Question

The capacity of a closed cylindrical vessel of height 1 m is 15.4 liters. How many square meters of metal sheet would be needed to make it?

Answer 1

Hint: In order to solve this question we will equate the capacity of a closed cylindrical vessel to the volume of cylinder so that we will get the value of radius and height value is given so we will proceed further by applying the formula of surface area of cylinder which is mentioned in the solution.

Complete step-by-step answer:
We will use the following figure to solve the problem.
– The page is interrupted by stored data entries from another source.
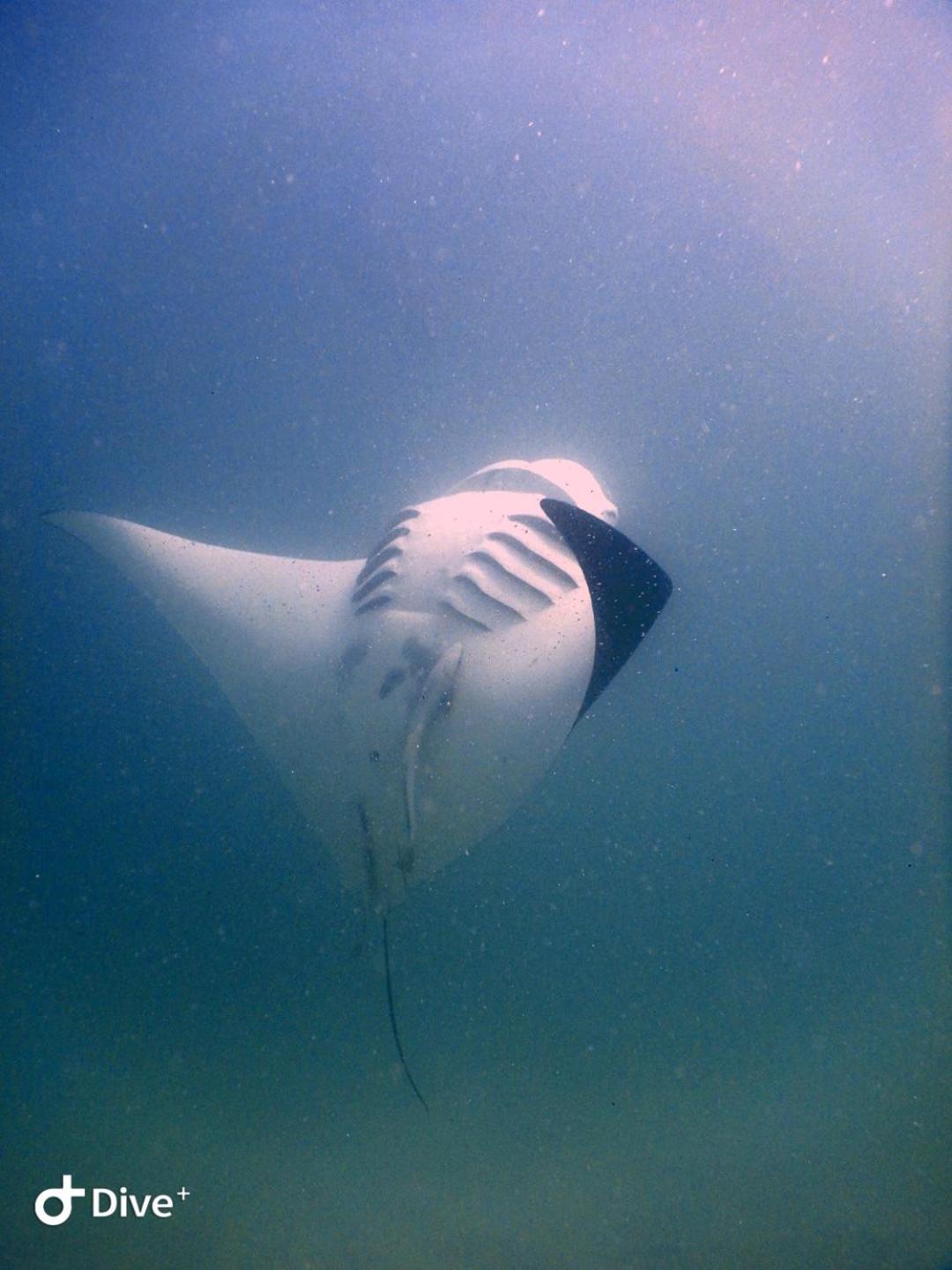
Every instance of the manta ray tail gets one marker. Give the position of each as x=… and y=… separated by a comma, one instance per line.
x=392, y=1016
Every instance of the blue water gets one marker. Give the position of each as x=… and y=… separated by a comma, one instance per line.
x=271, y=272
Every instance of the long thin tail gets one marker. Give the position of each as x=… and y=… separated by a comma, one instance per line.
x=392, y=1015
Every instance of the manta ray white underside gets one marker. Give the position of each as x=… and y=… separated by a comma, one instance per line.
x=410, y=701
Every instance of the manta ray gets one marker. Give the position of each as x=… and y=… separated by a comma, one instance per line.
x=410, y=700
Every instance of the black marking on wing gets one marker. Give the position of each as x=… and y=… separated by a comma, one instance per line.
x=377, y=602
x=502, y=583
x=450, y=608
x=551, y=536
x=536, y=560
x=469, y=594
x=376, y=562
x=628, y=589
x=372, y=583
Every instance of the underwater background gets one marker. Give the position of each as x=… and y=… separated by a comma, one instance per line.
x=273, y=271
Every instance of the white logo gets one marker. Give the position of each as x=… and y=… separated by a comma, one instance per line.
x=106, y=1203
x=65, y=1195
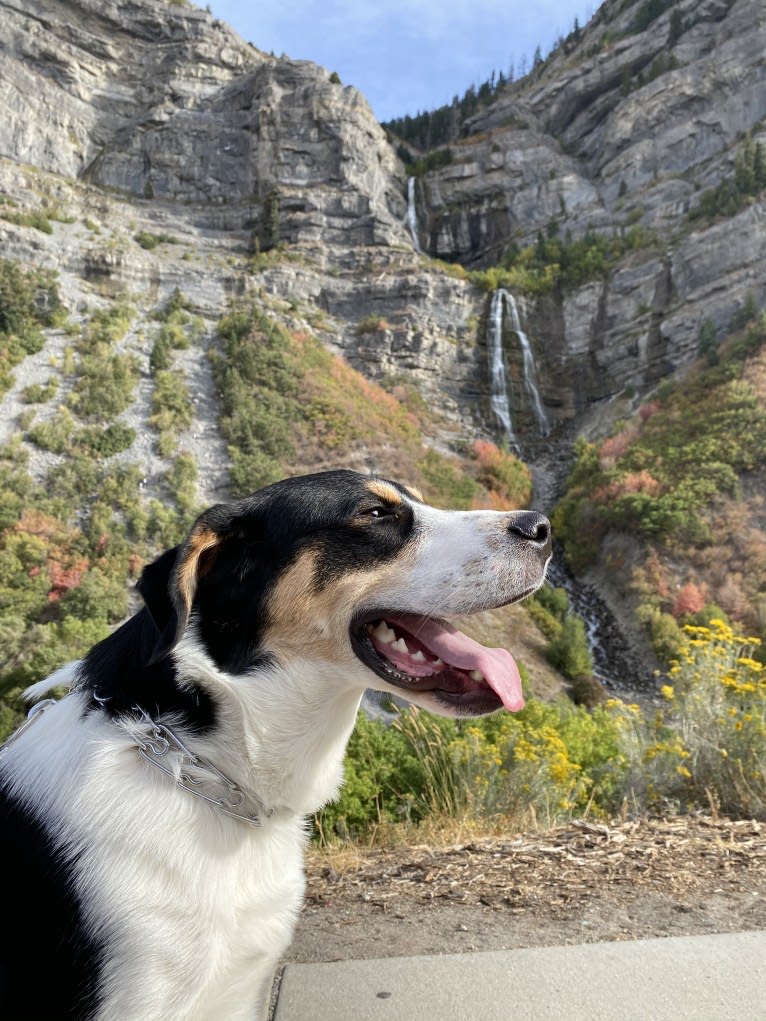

Given that height of cylindrical vessel is 1m
And capacity of closed cylindrical vessel is 15.4 liters
As we know that the volume of the cylinder will be calculated in meter units, first we will convert this liter unit to the \[{m^3}\] unit.
As we know the conversion rule is:
$
  1{m^3} = 1000liters \\
   \Rightarrow \dfrac{1}{{1000}}{m^3} = 1liter \\
   \Rightarrow 1liter = \dfrac{1}{{1000}}{m^3} \\
 $
Capacity of cylindrical vessel = Volume of cylinder
$
   = 15.4liters \\
   = 15.4 \times \dfrac{1}{{1000}}{m^3} \\
   = 154 \times \dfrac{1}{{10000}}{m^3} \\
   = \dfrac{{154}}{{10000}}{m^3} \\
 $
We know that volume of cylinder is given as
$v = \pi {r^2}h$
Substitute the value of volume and height in above formula, we have
$
  \because v = \pi {r^2}h \\
   \Rightarrow \dfrac{{154}}{{1000}} = \dfrac{{22}}{7}{r^2}1 \\
 $
Let us find the value of r by solving the equation:
\[
   \Rightarrow \dfrac{{22}}{7}{r^2} = \dfrac{{154}}{{10000}} \\
   \Rightarrow {r^2} = \dfrac{{154}}{{10000}} \times \dfrac{7}{{22}} \\
   \Rightarrow {r^2} = \dfrac{7}{{10000}} \times \dfrac{7}{1} \\
   \Rightarrow {r^2} = \dfrac{{{7^2}}}{{{{100}^2}}} \\
 \]
We will further simplify it by taking root to both the sides, we obtain
\[
   \Rightarrow r = \sqrt {\dfrac{{{7^2}}}{{{{100}^2}}}} \\
   \Rightarrow r = \dfrac{7}{{100}} \\
   \Rightarrow r = 0.07m \\
 \]
We need to find square meters of metal sheet needed to make it, i.e. total surface area of the cylinder as it is a closed vessel.
We know that total surface area of cylinder $ = 2\pi r\left( {r + h} \right)$
Substitute the value of radius and height, we have:
\[
  \because A = 2\pi r\left( {r + h} \right) \\
   \Rightarrow A = 2 \times \dfrac{{22}}{7} \times \dfrac{7}{{100}}\left( {\dfrac{7}{{100}} + 1} \right) \\
   \Rightarrow A = 2 \times 22 \times \dfrac{1}{{100}}\left( {\dfrac{{7 + 100}}{{100}}} \right) \\
   \Rightarrow A = 44 \times \dfrac{1}{{100}}\left( {\dfrac{{107}}{{100}}} \right) \\
   \Rightarrow A = \dfrac{{4708}}{{10000}} \\
   \Rightarrow A = 0.4708{m^2} \\
 \]
Hence, the metal sheet needed to make a closed cylindrical vessel is \[0.4708{m^2}\].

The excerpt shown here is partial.